Key AspectsDSA Articles
Liability privileges (safe harbor principles) largely similar to the current European e-Commerce Directive.Art. 4 to 8
The duty to designate a single point of contact for competent authorities and users/recipients and to publish its contact details. Art. 11 and 12
For providers without an establishment in the EU, the appointment of a legal representative within the EU. Art. 13
The duty to remove illegal content swiftly and efficiently upon the order of a court or administrative body. Art. 9
Formal content moderation requirements and procedures, provisions on notice-and-action mechanisms, internal complaint-handling procedures regarding adverse decisions towards users/recipients and to establish an out-of-court dispute settlement body. Art. 16, 17, 20 and 21
Various transparency duties, inter alia including the duty to provide transparent information on restrictions affecting the provision of information, such as content moderation, recommender system transparency and new rules on transparency reporting. Art. 14, 15, 24, 27 and 42
Enhanced protection of minors, including the ban of profiling-based ads. Art. 28
For B2C online marketplaces, the duty to collect and verify data of their traders (KYBC). Art. 30
Prohibition of dark patterns and requirements for compliance by design. Art. 25 and 31
Prohibition of profiling-based ads using sensitive data (e.g. health-related data). Art. 26 para. 3
Possibility for users/recipients to claim compensation for damages caused by infringements of the DSA. Art. 54

What is the supervision structure?

Which powers do competent authorities have?

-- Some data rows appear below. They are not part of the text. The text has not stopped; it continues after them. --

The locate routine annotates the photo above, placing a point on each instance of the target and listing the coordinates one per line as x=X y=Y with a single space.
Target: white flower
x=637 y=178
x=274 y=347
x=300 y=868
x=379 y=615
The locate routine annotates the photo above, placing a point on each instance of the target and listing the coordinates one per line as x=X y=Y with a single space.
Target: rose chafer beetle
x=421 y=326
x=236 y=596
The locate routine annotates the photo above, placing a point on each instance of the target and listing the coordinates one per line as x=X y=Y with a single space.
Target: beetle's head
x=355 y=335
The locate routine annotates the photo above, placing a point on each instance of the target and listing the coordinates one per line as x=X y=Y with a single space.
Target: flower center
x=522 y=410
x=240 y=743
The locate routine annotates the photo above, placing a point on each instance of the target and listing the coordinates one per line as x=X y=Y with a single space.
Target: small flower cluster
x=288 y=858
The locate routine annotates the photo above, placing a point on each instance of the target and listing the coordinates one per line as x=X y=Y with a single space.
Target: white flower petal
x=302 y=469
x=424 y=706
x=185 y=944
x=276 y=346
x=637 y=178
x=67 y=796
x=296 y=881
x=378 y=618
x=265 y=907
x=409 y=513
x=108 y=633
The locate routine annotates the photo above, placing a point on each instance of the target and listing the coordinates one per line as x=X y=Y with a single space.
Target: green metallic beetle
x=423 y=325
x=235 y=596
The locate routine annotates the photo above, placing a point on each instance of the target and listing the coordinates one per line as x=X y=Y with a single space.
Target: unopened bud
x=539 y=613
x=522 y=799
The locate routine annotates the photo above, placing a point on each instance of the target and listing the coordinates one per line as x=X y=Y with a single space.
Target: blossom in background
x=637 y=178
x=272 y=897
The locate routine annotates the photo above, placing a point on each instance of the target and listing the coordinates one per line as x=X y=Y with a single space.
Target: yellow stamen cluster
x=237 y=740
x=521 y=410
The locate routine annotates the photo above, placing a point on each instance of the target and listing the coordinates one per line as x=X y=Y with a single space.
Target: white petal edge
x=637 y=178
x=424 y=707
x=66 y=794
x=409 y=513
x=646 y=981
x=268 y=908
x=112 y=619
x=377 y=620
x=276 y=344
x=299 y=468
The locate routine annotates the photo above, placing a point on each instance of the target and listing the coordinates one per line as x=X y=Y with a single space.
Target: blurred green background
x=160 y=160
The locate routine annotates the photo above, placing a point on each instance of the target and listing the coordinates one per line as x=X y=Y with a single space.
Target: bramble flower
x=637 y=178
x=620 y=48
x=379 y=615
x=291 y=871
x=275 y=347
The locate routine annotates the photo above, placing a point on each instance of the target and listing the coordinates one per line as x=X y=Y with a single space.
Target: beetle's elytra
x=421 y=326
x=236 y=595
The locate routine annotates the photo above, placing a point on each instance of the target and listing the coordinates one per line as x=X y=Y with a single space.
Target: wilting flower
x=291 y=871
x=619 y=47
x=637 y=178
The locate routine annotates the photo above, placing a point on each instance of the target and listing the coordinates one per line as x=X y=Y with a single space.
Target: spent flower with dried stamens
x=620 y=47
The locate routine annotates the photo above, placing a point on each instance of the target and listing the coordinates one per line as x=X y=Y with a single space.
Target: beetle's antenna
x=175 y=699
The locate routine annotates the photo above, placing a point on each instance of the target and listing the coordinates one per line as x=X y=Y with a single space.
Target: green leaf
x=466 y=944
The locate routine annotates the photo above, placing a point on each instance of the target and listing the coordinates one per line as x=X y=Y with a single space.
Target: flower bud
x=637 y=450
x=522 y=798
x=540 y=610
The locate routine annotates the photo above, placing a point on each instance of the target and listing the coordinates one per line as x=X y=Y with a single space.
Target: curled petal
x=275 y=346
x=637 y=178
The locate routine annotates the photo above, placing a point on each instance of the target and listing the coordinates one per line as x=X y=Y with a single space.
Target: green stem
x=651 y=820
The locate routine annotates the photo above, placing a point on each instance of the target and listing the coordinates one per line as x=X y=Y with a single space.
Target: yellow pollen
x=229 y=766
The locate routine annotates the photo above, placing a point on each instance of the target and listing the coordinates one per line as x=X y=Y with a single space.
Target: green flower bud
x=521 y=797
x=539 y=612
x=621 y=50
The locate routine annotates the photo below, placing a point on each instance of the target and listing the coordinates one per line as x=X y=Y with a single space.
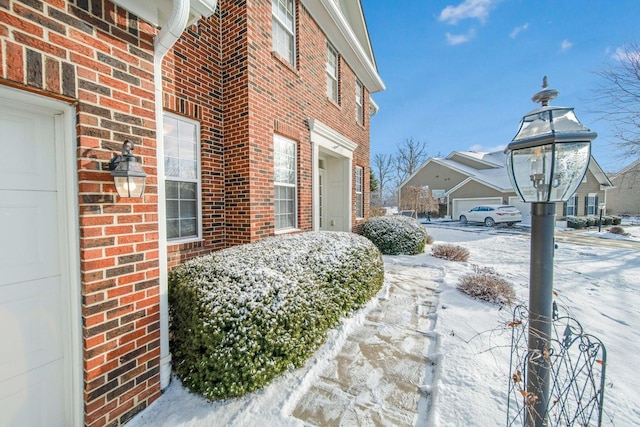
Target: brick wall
x=192 y=87
x=93 y=54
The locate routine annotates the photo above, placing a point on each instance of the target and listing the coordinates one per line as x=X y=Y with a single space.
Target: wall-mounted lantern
x=127 y=173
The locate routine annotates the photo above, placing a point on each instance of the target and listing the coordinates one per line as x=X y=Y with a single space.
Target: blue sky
x=460 y=74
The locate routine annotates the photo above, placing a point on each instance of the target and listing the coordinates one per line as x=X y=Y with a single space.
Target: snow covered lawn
x=600 y=287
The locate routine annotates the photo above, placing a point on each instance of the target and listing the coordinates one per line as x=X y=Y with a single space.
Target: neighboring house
x=624 y=199
x=467 y=179
x=250 y=118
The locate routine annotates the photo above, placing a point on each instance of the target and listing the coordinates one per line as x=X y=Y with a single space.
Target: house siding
x=624 y=199
x=100 y=58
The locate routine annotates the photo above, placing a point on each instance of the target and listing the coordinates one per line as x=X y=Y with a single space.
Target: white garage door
x=459 y=205
x=523 y=207
x=34 y=378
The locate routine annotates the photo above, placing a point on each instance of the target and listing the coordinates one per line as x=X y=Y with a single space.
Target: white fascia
x=331 y=20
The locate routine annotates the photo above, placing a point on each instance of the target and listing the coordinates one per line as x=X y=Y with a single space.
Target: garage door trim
x=64 y=117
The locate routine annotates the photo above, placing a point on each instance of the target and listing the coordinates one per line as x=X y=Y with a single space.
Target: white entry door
x=34 y=307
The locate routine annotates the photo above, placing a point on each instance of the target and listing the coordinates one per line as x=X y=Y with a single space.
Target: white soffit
x=330 y=138
x=340 y=33
x=157 y=12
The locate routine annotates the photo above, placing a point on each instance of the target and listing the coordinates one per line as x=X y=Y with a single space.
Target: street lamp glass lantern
x=549 y=156
x=128 y=175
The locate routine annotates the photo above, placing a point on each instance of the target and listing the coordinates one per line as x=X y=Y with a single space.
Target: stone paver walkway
x=382 y=373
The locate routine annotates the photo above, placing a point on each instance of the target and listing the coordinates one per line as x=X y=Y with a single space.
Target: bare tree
x=618 y=99
x=383 y=169
x=411 y=154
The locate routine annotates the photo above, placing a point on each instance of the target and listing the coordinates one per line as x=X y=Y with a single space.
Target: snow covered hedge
x=241 y=316
x=396 y=235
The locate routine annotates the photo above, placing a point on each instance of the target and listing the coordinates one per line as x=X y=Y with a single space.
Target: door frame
x=68 y=244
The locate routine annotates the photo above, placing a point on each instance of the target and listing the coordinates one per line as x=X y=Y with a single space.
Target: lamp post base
x=540 y=311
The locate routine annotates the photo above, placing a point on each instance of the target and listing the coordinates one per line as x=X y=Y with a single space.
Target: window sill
x=287 y=231
x=284 y=62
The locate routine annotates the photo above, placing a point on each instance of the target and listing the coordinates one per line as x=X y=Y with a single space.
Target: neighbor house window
x=332 y=73
x=283 y=29
x=182 y=177
x=571 y=206
x=591 y=203
x=359 y=192
x=285 y=172
x=359 y=97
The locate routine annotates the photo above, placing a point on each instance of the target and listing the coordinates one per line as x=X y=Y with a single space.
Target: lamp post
x=546 y=160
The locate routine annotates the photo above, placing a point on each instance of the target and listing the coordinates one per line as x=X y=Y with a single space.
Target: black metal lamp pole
x=546 y=161
x=540 y=310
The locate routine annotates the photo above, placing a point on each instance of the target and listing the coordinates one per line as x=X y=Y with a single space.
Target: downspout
x=165 y=40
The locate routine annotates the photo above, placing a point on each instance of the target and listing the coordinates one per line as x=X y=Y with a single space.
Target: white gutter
x=165 y=40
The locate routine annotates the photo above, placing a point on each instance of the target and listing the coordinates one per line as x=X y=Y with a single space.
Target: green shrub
x=241 y=316
x=487 y=285
x=616 y=229
x=450 y=252
x=576 y=222
x=396 y=235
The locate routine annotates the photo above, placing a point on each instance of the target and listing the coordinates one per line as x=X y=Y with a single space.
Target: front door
x=34 y=306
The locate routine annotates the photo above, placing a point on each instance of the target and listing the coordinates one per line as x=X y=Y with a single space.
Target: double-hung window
x=286 y=187
x=359 y=192
x=332 y=73
x=283 y=29
x=591 y=204
x=182 y=178
x=359 y=102
x=571 y=206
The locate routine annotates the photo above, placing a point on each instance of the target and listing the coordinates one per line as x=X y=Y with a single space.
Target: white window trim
x=290 y=31
x=361 y=192
x=197 y=180
x=334 y=77
x=294 y=228
x=359 y=102
x=591 y=197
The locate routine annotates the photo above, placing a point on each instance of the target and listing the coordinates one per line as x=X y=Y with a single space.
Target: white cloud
x=454 y=39
x=624 y=54
x=468 y=9
x=479 y=148
x=565 y=45
x=518 y=30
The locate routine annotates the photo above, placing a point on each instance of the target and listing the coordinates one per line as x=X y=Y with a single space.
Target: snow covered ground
x=599 y=286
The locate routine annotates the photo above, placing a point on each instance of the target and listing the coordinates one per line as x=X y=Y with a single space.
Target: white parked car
x=491 y=215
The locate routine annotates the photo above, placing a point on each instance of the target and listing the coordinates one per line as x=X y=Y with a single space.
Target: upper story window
x=359 y=192
x=591 y=203
x=286 y=187
x=359 y=102
x=182 y=178
x=571 y=206
x=332 y=73
x=283 y=29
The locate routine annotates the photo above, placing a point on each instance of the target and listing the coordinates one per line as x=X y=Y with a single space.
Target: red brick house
x=249 y=117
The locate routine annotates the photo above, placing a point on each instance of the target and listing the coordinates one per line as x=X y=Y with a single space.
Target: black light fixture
x=547 y=161
x=127 y=173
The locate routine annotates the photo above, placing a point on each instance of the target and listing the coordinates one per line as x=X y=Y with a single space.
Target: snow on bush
x=396 y=235
x=487 y=285
x=241 y=316
x=450 y=252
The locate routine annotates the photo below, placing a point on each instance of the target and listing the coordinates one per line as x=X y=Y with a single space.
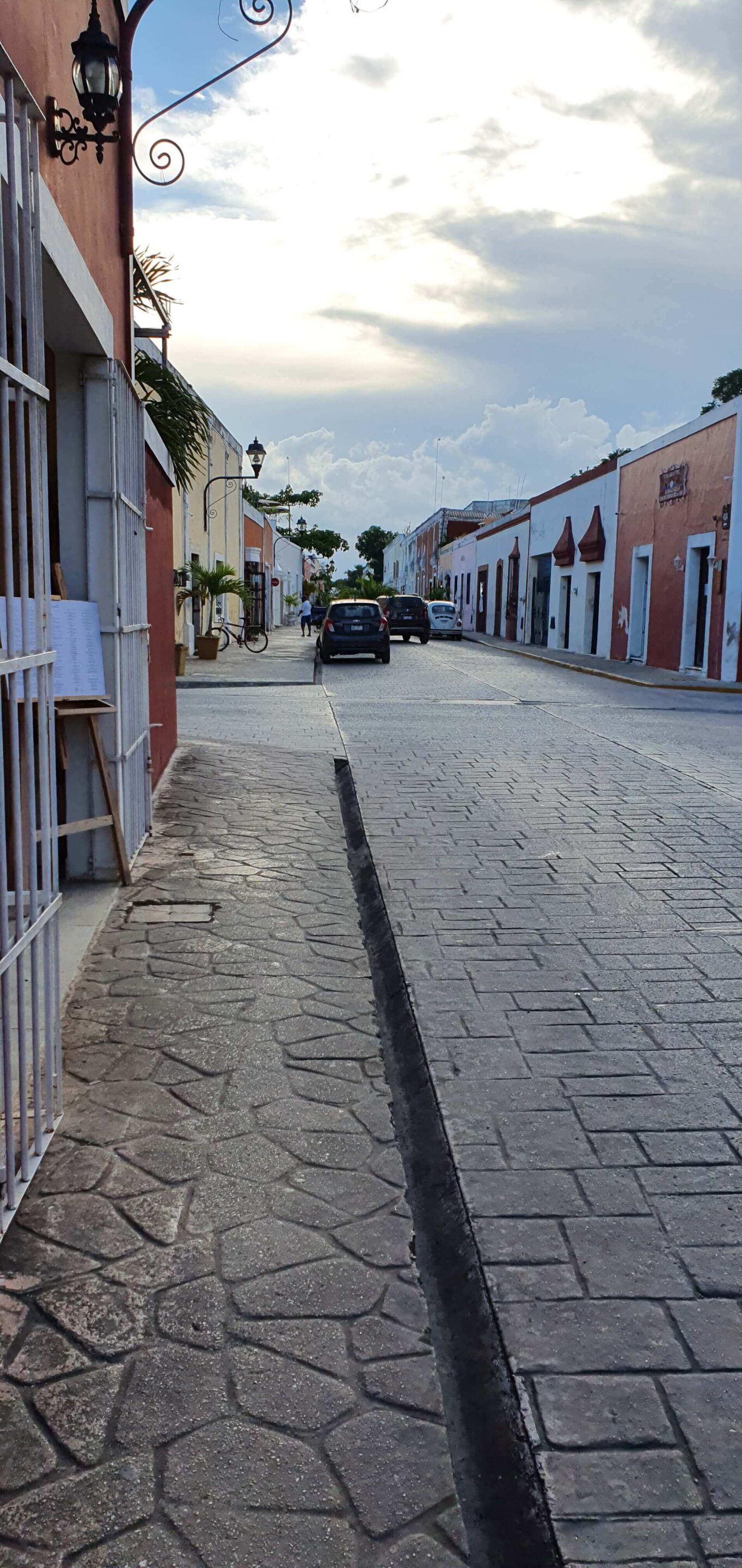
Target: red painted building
x=38 y=38
x=161 y=606
x=678 y=573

The DSA aims to optimize cross-border communication and coordination between the competent authorities of the EU Member States. Each EU Member State must appoint a so-called Digital Service Coordinator (DSC) to monitor and enforce compliance with the DSA until 17 February 2024. The competent authority for VLOPs and VLOSEs is primarily the European Commission. The competent authorities have extensive rights of access, to obtain information, to inspect, to order and to sanction providers of digital intermediary services (Art. 51, 67 to 69). Infringements of the DSA can potentially be subject to sanctions/fines of up to 6% of the worldwide turnover of the preceding financial year (Art. 52 para. 3 and Art. 74 para. 1).